今年103歳で現役のクリスチャン医師・日野原先生は、『生きるのが楽しくなる15の習慣』の中で、「人生のビジョンを立てる」大切さを書いておられる。先生は、人生における目標、ビジョンを立てることが大事であるということを、牧師だった父から学んだという。
 父、善輔(ぜんすけ)は23歳のとき、明治33年からアメリカ・ノースカロライナ州のデューク大学に四年間留学した。その広大なキャンパスや、のびのびとした教育に、とても感銘を受けたという。帰国後、広島女学院というミッション・スクールの院長をしているとき、父は六万坪(約19万8000平方メートル)の山地を買った。いつか、デューク大学のような広大で自然あふれるキャンパスにしたいと、将来のビジョンを描いたのだ。教授会や同窓生から大反対されながら、その夢がかなうように、山を買った。結局、父は日野原先生に次の言葉を残した。「重明。私はビジョンを立てたが反対された。しかし、いつの日か、三つめのXであるビクトリー(勝利)があると信じ、一つめのXであるビジョン(将来に対する展望)を描き、二つめのXであるベンチャー(勇気ある行動)を実行した。おまえも3つのXをやってみなさい」と。自分の心のなかにビジョンを描き、それに向かって勇気を持って行動することは、人生の創造につながる。
 ビジョンを持つとは、理想ばかりを語るわけではない。現実問題と、自分の力と、人の助けとなどを考えながら、「これはいけるぞ」と思ったら、あとは、勇気ある行動をするのみだという。日野原先生もアメリカに留学し、帰国後は医学教育や卒業後の医師の教育を刷新することに全力投球した。例えば、かつては成人病と呼ばれていた病気であるが、日野原先生がつくった「習慣病」という名を旧厚生省が認めるのに四半世紀かかった。
 先生の父親の場合、生前には目標達成という第三のXには到達しなかった。大きなビジョンは、つねに時代を先取りしているので、なかなか理解してもらえないものである。それでも勇気ある行動を続けていけば、そのビジョンは次世代にバトンタッチされ、引き継がれていく。戦後半世紀を過ぎて、広島女学院のキャンパスに、父の像と記念館がつくられた。聖路加病院は現在、全室個室の総合病院、聖路加看護大学の新しい建物、近代的な老人ホーム、ホテル、予防医療センター、救命救急センターなどが完成している。これは、創設者のルドルフ・B・トイスラーから数え、四代目の院長・日野原先生の代でビクトリーに到達した壮大なビジョンだった。

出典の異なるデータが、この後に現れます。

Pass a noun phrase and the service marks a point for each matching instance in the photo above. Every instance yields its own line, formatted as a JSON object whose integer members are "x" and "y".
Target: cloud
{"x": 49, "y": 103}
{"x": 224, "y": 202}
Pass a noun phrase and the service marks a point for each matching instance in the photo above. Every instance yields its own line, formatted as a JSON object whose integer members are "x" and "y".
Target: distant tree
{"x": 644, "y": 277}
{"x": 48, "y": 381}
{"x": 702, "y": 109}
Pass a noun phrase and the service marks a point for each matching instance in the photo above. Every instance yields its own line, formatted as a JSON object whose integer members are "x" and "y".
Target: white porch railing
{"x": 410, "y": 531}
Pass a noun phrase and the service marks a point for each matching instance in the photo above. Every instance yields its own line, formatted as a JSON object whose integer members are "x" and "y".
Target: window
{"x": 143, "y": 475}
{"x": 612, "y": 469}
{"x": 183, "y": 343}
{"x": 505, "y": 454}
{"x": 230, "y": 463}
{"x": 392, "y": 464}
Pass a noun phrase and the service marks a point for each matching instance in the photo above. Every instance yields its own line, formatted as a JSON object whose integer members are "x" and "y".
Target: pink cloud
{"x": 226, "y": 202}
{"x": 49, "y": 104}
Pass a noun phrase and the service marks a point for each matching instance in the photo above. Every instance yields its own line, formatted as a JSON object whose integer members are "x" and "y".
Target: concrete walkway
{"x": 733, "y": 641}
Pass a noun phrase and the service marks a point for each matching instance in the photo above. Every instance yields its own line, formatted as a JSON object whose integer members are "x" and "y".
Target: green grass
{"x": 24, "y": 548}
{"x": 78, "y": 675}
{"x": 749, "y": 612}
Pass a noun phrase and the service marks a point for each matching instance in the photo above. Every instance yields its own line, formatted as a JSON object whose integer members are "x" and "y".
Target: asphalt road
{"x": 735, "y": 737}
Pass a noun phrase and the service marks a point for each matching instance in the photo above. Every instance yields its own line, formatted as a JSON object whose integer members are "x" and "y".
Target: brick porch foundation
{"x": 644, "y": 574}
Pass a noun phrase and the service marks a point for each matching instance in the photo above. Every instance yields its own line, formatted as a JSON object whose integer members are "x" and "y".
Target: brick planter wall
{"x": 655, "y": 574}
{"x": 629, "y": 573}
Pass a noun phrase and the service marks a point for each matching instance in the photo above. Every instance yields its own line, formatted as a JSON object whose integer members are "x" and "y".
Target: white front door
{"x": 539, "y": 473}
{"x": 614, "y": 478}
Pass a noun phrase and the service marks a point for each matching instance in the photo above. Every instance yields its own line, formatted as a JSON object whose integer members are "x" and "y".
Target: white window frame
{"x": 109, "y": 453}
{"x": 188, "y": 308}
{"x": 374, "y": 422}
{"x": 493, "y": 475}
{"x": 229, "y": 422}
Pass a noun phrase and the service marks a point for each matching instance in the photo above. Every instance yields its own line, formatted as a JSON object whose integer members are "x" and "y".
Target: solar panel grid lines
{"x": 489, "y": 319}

 「小さな円を描いて満足するより、大きな円の、その一部分である弧になれ」牧師であった日野原先生の父は、イギリスの宗教詩人、ロバート・ブラウニングの詩の一部をよく教会の説教で引用した。ビジョンを得るのに、神の御心(神と人とを愛すること)を求めることが大切である。何を持つ「having」という願望ではなく、どうありたいか「being」という希望を持とう。私たちはどういう人になりたくて、どういう人生を過ごしたいという希望を持っているだろうか。

鳥は飛び方を変えることはできない。
動物は、這(は)い方、走り方を変えることはできない。
しかし、人間は生き方を変えることができる。
繰り返す毎日の行動を変えることにより、
新しい習慣形式により、
新しい習慣の選択を人間は決意できる。
人間には選択の自由がある。
そして、意志と努力により、
新しい自己を形成することができる。
それは、人間と動物とを根本的に区別するものといえよう。
 習慣には固定のスタイルはありませんから、どうデザインしようと、どう選択しようと、まったく個人の自由というわけです。そして、それは人間にのみ認められた特技なのです。
 こうしたことを忘れずに、習慣と上手につきあい、体と心の可能性を最大限に生かしながら大切に育てることが、与えられた人生を豊かに、そして楽しく生ききる術ではないかと思います。